Harvest Moon is a series of games in which your character starts up a farm and raises crops and animals for money. You can upgrade equipment, mine, fish, and other things as well. There is also a story to follow which usually involves a scavenger of crops, food, or other things that can only be obtained in a certain season. There’s also the option to marry and have kids.

Why it’s Bad: Simply put, Harvest moon is very repetitive and stressful. You have to water your plants. Then care for your animals. Crap, you left your tool in the house. Now that’s done maybe I’ll fish. Day is done, bed time. Now water the crops… How did three hours just pass by?!

Why it’s Awesome: Have you ever had those hard or depressing days and you just don’t feel like playing an annoying shooter or a game with the difficulty of “1/4 of a level costs at least 20 of your lives” (I’m looking at you Dark Souls), Harvest Moon is the perfect casual game. There’s not a lot of action, your character doesn’t die, you spending the day petting a cow; the simple videogame life. The fact that I’m sucker for business-type, buying and selling games might also play into this.

2. Browser Games

Those free games on the internet, contained on hundreds of websites; Shooters, RPGs, launching, upgrades, and a plethora of other genres flood the internet from established and aspiring videogame creators. You can find everything from fighting zombies to playing a puzzle online.

Why it’s Bad: A good 90% of the games out there are really not worth playing. After many hours roaming the internet for games to play I can say that the vast majority are flawed, bugged, too short, don’t make sense, or are not entertaining at all. It’s a sea of crappy games that drowns your time away.

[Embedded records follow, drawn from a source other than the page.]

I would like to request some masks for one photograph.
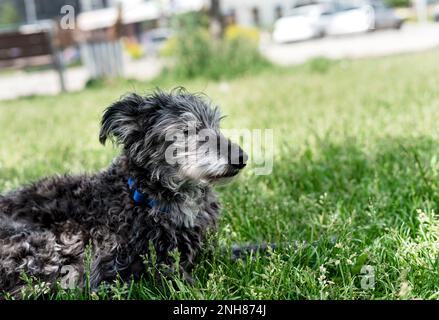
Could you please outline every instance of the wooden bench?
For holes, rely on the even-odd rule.
[[[52,64],[59,74],[61,90],[65,91],[63,64],[52,39],[50,30],[0,33],[0,68]]]

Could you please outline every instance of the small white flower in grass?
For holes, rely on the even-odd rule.
[[[98,296],[98,294],[96,292],[92,292],[90,294],[90,299],[91,300],[99,300],[99,296]]]
[[[410,283],[404,281],[401,283],[401,288],[399,289],[398,296],[401,298],[407,297],[412,291]]]
[[[322,287],[325,287],[327,285],[327,280],[326,280],[326,268],[325,266],[322,264],[319,267],[320,270],[320,276],[318,277],[319,283]]]
[[[343,244],[341,242],[337,242],[334,247],[338,248],[338,249],[343,249]]]
[[[423,212],[421,209],[417,209],[416,213],[418,214],[418,220],[421,223],[425,223],[428,222],[428,216],[425,212]]]
[[[320,271],[320,276],[317,278],[317,280],[319,281],[319,284],[321,287],[320,297],[321,297],[321,299],[326,299],[328,297],[329,293],[328,293],[328,291],[325,291],[325,289],[327,289],[329,285],[334,284],[334,282],[332,282],[326,278],[327,269],[323,264],[319,267],[319,271]]]
[[[349,258],[346,259],[346,263],[350,266],[353,266],[355,264],[355,257],[357,256],[356,253],[353,253],[349,256]]]
[[[340,260],[331,258],[331,259],[329,259],[329,263],[332,263],[335,266],[338,266],[340,264]]]
[[[328,194],[325,192],[324,194],[320,195],[319,197],[319,203],[323,204],[325,203],[325,200],[328,198]]]

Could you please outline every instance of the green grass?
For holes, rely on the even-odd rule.
[[[247,170],[218,188],[218,242],[291,246],[255,261],[203,259],[193,287],[147,278],[53,298],[439,298],[439,51],[320,59],[227,85],[121,82],[0,102],[0,190],[106,167],[117,150],[98,143],[103,109],[156,84],[206,92],[228,114],[225,128],[275,130],[273,173]],[[365,265],[374,268],[372,289],[361,287]]]

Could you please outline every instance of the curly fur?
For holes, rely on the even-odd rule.
[[[19,292],[22,273],[54,283],[66,265],[74,268],[82,286],[88,244],[92,288],[118,274],[141,274],[150,243],[160,264],[171,264],[169,253],[177,249],[189,277],[219,214],[211,184],[235,175],[245,166],[246,155],[237,147],[238,156],[219,152],[212,163],[186,157],[186,162],[169,164],[165,154],[173,142],[165,136],[187,133],[193,123],[196,130],[214,134],[213,143],[236,148],[222,136],[220,119],[218,108],[183,90],[130,94],[112,104],[104,112],[99,139],[103,144],[112,139],[123,148],[108,169],[45,178],[0,195],[0,292]],[[239,165],[233,163],[236,157]],[[166,212],[135,203],[129,177],[142,193],[165,204]]]

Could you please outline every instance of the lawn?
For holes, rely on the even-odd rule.
[[[147,277],[53,298],[439,298],[439,51],[2,101],[0,191],[106,167],[118,151],[98,143],[103,109],[155,85],[205,92],[228,115],[224,128],[274,129],[272,174],[246,170],[218,188],[217,240],[285,246],[244,261],[217,252],[194,286]]]

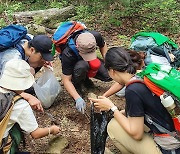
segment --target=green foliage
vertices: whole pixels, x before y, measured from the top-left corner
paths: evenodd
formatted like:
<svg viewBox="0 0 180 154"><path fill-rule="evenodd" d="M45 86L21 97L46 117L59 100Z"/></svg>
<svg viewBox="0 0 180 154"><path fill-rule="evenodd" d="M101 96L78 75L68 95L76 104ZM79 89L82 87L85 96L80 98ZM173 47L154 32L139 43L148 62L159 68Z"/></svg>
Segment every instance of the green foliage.
<svg viewBox="0 0 180 154"><path fill-rule="evenodd" d="M177 0L86 0L78 1L76 5L77 20L96 22L104 30L128 23L127 28L142 31L180 31L180 3Z"/></svg>
<svg viewBox="0 0 180 154"><path fill-rule="evenodd" d="M128 48L130 46L129 37L126 35L118 35L118 39L121 40L121 46Z"/></svg>
<svg viewBox="0 0 180 154"><path fill-rule="evenodd" d="M64 6L67 6L68 5L68 1L66 0L61 0L61 1L58 1L58 0L49 0L48 3L50 4L50 8L63 8Z"/></svg>
<svg viewBox="0 0 180 154"><path fill-rule="evenodd" d="M136 28L177 33L180 30L179 7L176 0L132 0L125 8L124 15L137 21Z"/></svg>
<svg viewBox="0 0 180 154"><path fill-rule="evenodd" d="M29 0L29 1L8 1L7 3L0 3L0 27L9 24L5 21L13 21L12 14L18 11L33 11L44 10L48 8L62 8L68 5L67 0Z"/></svg>
<svg viewBox="0 0 180 154"><path fill-rule="evenodd" d="M6 26L6 22L4 21L3 18L0 18L0 28L3 28L4 26Z"/></svg>
<svg viewBox="0 0 180 154"><path fill-rule="evenodd" d="M178 0L13 0L1 3L0 27L12 21L12 14L17 11L62 8L70 4L75 5L77 10L72 20L83 21L99 29L180 31Z"/></svg>
<svg viewBox="0 0 180 154"><path fill-rule="evenodd" d="M76 20L83 20L87 23L97 23L101 28L109 30L112 26L120 26L121 21L118 18L117 0L89 0L77 3ZM115 11L115 13L113 13ZM117 14L116 14L117 13Z"/></svg>

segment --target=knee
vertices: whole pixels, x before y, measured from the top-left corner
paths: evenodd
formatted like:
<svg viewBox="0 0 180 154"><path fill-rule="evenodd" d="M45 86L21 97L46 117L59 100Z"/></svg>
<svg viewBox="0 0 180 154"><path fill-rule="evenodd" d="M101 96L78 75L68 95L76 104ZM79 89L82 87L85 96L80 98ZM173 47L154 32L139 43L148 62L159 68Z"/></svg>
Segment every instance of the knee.
<svg viewBox="0 0 180 154"><path fill-rule="evenodd" d="M78 81L84 80L86 78L88 70L88 62L84 60L78 61L74 67L73 79Z"/></svg>
<svg viewBox="0 0 180 154"><path fill-rule="evenodd" d="M84 61L84 60L80 60L76 63L75 67L74 67L74 71L75 72L86 72L89 70L89 64L88 62Z"/></svg>
<svg viewBox="0 0 180 154"><path fill-rule="evenodd" d="M117 125L118 125L118 123L114 118L111 119L111 121L108 123L107 132L111 139L115 138L115 132L116 132Z"/></svg>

Why it’s Awesome: The other 10% are what makes up for the rest. I’ve had more fun playing a few hours of a good browser game then I have from playing a 60 dollar over the counter game for weeks. A lot of the browser games offer comedic moments that can’t really be found elsewhere.

1. Minesweeper

This game is on almost every computer everywhere and has been for a very long time. It’s the classic puzzle game where numbers show you how many mines are adjacent to a space. Theoretically, it is very simple; but it turns out to be a lot harder than it sounds.

Why it’s Bad: This game has been around so long that it is often considered just a frustrating game to play if the internet and cable went out, your consoles exploded, all your books spontaneously combusted, and all other possible hobbies/time killers met their untimely demise at the same time. Also, a lot of the game depends on luck on the harder levels which can be extremely infuriating for those who are spending their time to try and solve it.

Why it’s Awesome: This game can be extremely relaxing when the player gets the hang of it. I have played this game for hours at a time, and sometimes still do, because it is numbingly distracting. However, while being relaxing, it still poses a challenge and so doesn’t become boring, at least not to me. It is one of those few games that finds a medium of relaxation and challenge that keeps me interested.